Technische Neuheit Passwort und Lärm sorgen für Sicherheit

E-Banking ist mit einer 2-Faktor-Authentifizierung besonders geschützt: Wir geben nicht nur ein Passwort ein, sondern einen zweiten Code. Weil sich das Prinzip auch für andere besonders schützenswerte Internet-Konten eignet, hat es ein ETH-Spinoff vereinfacht – mit Akustik.

Ein Gesicht, über den Augen ein Formularfeld "Email" und "Password" - und links und rechts zwei riesige Ohren.

Bildlegende: Eingeloggt über beide Ohren: Soundproof bietet 2-Faktor-Authentifizierung über die Analyse von Hintergrundgeräuschen. SRF

«Soundproof» heisst die Entwicklung des ETH-Spinoffs Futurae, frei übersetzt: Einen Nachweis mit Hilfe von Geräuschen erbringen.

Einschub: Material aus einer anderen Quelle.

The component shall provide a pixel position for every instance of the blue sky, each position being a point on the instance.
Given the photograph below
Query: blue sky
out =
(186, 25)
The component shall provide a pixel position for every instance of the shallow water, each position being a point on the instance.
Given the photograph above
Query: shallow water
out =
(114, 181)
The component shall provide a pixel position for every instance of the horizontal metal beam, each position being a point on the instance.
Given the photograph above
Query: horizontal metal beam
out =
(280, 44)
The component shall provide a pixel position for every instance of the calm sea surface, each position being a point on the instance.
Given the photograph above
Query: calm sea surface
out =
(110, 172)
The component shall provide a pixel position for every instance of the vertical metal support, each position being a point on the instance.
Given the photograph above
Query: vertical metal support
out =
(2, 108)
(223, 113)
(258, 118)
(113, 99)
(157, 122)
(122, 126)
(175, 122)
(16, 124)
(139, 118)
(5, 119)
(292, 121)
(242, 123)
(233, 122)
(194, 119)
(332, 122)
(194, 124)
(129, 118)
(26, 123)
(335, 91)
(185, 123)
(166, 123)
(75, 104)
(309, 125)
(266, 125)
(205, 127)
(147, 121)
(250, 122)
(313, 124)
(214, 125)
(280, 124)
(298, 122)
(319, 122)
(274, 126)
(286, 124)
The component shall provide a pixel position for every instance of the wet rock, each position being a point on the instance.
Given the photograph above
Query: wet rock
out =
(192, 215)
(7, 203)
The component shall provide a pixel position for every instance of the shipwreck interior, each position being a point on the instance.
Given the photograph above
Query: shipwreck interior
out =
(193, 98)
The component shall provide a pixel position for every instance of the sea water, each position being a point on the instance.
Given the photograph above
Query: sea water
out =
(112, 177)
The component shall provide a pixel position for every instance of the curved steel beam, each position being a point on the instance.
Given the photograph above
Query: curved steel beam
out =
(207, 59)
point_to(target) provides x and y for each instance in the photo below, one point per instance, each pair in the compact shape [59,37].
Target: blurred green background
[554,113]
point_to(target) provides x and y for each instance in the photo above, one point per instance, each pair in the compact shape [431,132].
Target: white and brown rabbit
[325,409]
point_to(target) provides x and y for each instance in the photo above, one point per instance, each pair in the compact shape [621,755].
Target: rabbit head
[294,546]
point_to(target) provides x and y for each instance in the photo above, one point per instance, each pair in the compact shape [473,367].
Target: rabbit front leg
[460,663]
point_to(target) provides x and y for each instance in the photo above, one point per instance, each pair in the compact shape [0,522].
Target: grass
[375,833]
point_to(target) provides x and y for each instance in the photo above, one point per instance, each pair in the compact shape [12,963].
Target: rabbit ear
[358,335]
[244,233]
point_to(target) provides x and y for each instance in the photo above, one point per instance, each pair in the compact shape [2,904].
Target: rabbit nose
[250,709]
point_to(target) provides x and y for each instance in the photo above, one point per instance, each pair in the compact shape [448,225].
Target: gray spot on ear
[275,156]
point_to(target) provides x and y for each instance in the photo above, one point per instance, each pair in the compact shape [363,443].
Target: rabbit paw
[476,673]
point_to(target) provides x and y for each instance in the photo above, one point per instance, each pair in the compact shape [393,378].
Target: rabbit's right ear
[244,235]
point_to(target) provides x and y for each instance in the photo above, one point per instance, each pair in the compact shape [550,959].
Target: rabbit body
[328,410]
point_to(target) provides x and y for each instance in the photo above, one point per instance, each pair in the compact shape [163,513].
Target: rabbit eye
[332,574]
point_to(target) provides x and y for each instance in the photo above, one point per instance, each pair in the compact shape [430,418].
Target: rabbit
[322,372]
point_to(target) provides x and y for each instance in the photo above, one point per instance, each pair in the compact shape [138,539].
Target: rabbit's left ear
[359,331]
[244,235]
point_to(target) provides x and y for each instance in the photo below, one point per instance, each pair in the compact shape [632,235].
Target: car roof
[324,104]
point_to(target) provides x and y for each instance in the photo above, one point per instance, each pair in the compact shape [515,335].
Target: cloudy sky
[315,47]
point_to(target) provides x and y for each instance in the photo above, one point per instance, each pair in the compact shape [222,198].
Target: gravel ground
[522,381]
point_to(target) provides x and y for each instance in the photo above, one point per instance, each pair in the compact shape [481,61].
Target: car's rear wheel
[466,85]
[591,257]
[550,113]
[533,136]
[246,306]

Und so funktioniert's: Um sich auf einer Webseite anzumelden, gibt man zuerst wie gewohnt sein Passwort ein. Die Soundproof-App nimmt dann über das Smartphone und das Mikrophon im Notebook die Umgebungsgeräusche auf. Der Rechner von Soundproof vergleicht danach beide Aufzeichnungen. Stimmen die überein, so schickt es das OK für das Login und der Nutzer ist angemeldet.

Das neue Verfahren ist eine originelle Spielart der sogenannten 2-Faktor-Authentifizierung. Dabei muss eine Nutzerin zusätzlich zum Passwort noch weitere Information eingeben, die sie wenn möglich über eine zweite, unabhängige Verbindung erhält – einen Zahlencode etwa, den sie in einer SMS zugeschickt bekommt oder mit Hilfe eines Kartenlesers generiert. Das sorgt für zusätzliche Sicherheit, denn in diesem Szenario muss ein Angreifer nicht nur das Passwort abfangen, sondern zusätzlich auch noch den Code.

Hintergrundgeräusche sind nicht zu fälschen

Der Vorteil des Soundproof-Verfahrens liegt auf der Hand: Für diese Art der 2-Faktor-Authentifizierung benötigt der Anwender weder ein spezielles Kartenlesegerät noch eine altmodische Streichliste, er muss weder einen QR-Code am Bildschirmt (Foto-TAN) abfotografieren noch einen Code eingeben, den er mit einer SMS erhalten hat. Ihr Verfahren sei trotzdem absolut sicher, ist Samuel Berger von Futurae überzeugt.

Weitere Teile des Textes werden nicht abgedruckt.